Notes from the Field: Using Big Data to unlock insights

This page in:
Big Data Word Cloud Big Data Word Cloud

Google was the seventh search engine to be developed, although looking at this timeline it might even have been the fourteenth… But what did it do that the others didn’t? And why should it matter to development practitioners?

Until recently, search engines only looked for the frequency a particular word was mentioned. Along came Google where instead, Sergey and Larry developed an algorithm to look at ‘backlinks’-i.e. ranking pages based on how many other websites referenced them; and, the trustworthiness of those other sites. What they essentially did was categorize data in a novel way. Today, in addition to being the foremost search engine, Google is one of the truest sources of human behavioral data and its inherent biases.

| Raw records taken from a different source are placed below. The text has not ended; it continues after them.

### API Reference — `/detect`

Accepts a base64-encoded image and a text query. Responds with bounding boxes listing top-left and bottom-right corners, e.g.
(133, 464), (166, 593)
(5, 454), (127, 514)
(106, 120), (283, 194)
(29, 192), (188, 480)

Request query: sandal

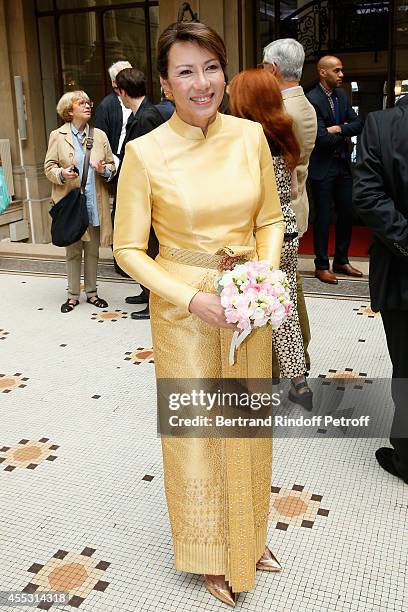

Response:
(86, 295), (108, 308)
(61, 298), (79, 312)
(288, 380), (313, 412)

‘How do wildfires start?’ , ‘How much will the wall cost?’. -- most frequent Google searches, 2017
Did you know?
Data according to Google

It is not just about the rampant collection of data but, what is collected, how it is analyzed and oftentimes how it is presented. For instance, data on airport arrivals, airline ticket sales, credit reporting enquiries, and collateral registries can be fed into analysis on economic growth, job creation and estimates of the stock of migrant workers. Today’s ‘Big Data’ trend is supported by computing powers that did not exist before. A single google search today requires more computing power than it took to send Apollo 11 to the Moon.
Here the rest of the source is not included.